No caminho da humildade, os homens se tornam grandes, mesmo não sendo pessoas de destaque ou de talentos especiais. Nesse caminho, as celebridades não encontram prazer, pois ali não há espaço para o ego. Os peregrinos desse caminho enfrentam muitas vezes, uma solidão esmagadora que os levam a reflexões profundas, tornando-os mais conscientes de quem realmente são, e assim, já não valorizam a glória humana. Não necessitam de reconhecimento ou a frágil necessidade de serem destacados pelos homens, pois, nesse caminho, brotam sentimentos inversos que antagonizam com os desejos coletivos de honra, poder e autoexaltação tão comuns às Almas medíocres. Os peregrinos desse caminho vislumbraram um grande Rei que se despiu de suas vestes reais e vestiu-se como um escravo. Viveu, serviu, amou e mudou a história do mundo, sem exigir nenhum tipo de reconhecimento, aplauso ou aprovação dos homens. Um rei que andou na contramão do ego!
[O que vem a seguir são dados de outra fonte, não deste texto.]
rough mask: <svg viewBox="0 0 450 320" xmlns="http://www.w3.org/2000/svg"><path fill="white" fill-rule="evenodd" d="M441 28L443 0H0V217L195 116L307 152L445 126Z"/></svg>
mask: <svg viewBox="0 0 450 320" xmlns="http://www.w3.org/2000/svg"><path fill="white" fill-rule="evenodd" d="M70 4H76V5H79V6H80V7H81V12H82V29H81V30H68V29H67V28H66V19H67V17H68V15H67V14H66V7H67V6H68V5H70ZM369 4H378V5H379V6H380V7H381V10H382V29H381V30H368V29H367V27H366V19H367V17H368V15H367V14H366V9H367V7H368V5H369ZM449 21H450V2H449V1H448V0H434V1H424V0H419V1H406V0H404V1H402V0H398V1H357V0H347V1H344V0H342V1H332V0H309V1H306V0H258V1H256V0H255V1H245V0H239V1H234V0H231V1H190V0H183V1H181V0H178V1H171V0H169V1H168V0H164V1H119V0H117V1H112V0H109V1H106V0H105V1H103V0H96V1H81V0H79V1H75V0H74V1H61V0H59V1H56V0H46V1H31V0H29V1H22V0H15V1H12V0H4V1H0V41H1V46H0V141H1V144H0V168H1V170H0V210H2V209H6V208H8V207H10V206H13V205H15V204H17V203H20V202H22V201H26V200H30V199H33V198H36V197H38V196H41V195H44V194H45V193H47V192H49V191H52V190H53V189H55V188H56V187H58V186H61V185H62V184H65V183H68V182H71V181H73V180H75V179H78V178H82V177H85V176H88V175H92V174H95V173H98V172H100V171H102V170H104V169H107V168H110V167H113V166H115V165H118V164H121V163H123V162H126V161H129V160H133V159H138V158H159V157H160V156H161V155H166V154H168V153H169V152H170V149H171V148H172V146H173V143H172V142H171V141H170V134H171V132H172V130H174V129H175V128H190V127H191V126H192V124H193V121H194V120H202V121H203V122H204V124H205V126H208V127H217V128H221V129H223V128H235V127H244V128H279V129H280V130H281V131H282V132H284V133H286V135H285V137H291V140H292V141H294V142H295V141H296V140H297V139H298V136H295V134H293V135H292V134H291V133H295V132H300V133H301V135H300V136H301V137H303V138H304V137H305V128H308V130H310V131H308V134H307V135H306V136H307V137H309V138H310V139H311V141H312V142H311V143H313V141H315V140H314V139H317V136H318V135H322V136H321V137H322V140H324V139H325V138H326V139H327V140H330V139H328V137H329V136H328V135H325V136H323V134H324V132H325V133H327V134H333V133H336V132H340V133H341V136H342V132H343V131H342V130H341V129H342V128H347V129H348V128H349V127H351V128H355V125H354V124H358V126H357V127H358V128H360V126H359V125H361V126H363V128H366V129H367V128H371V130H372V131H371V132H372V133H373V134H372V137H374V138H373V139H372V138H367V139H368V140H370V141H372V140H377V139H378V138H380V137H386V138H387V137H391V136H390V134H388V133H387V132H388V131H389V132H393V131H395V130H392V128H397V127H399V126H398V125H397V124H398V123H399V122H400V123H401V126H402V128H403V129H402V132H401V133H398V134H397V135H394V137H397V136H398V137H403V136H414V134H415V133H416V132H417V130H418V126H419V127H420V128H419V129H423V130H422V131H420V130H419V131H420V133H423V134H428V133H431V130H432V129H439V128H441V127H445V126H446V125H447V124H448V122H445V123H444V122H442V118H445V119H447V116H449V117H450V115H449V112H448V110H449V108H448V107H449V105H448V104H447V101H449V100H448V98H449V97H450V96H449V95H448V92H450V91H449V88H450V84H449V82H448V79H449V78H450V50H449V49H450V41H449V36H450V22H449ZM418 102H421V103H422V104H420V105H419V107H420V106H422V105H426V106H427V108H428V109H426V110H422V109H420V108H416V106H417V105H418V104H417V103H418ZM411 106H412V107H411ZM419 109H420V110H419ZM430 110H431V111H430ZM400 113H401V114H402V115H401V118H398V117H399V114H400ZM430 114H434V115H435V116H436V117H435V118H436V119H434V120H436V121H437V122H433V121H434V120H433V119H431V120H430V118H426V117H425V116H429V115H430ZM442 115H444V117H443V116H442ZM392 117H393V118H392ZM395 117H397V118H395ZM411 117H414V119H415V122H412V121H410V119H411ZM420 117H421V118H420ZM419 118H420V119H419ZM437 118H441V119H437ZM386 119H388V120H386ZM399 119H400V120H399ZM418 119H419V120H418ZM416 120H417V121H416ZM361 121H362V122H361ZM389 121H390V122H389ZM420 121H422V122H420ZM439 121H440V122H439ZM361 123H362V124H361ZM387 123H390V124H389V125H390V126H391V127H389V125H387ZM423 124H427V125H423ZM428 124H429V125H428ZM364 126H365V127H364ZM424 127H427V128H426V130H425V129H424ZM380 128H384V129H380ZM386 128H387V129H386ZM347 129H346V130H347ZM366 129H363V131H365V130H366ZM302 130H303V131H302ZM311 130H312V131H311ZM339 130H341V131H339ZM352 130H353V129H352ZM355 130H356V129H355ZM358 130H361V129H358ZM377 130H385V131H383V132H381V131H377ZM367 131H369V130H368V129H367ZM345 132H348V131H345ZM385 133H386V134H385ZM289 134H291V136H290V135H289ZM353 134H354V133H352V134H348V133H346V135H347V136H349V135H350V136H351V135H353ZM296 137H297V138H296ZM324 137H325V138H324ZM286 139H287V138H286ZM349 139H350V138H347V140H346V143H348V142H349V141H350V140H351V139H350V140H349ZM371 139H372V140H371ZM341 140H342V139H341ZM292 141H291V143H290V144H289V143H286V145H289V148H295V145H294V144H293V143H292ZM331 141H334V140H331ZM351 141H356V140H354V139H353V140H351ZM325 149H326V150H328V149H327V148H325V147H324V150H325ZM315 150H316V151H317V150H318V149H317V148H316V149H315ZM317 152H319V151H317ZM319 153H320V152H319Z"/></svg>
Os que trilham o caminho da humildade são grandes, mas não sabem disso, pois a grandeza, diante do exemplo do grande Rei, perdeu a importância. Os tais peregrinos estão tão fascinados com o Rei que não mais percebem a mudança interior que acontece em seus próprios corações. Mudança de caráter que ocorre de dentro para fora e transforma homens vis em virtuosos, agradáveis, acessíveis e abençoadores.
O caminho da humildade é nivelador, pois seus andarilhos não carregam diplomas nem ostentam títulos, falam pouco e não querem ser notados. Falam do Rei e não de si, lembram das palavras mais marcantes, “aprendam de mim, pois sou manso e humilde de coração,” palavras que nenhum estadista humano jamais pronunciou no exercício de seu reinado.
Os que trilham a longa estrada da humildade, só o fazem devido à experiência chocante com o grande Rei, Jesus, autor da vida e sustentador de todas as coisas. Esses peregrinos descobriram que a humildade não é um comportamento exterior, mas uma pessoa, o Cristo ressurreto vivendo a sua vida neles.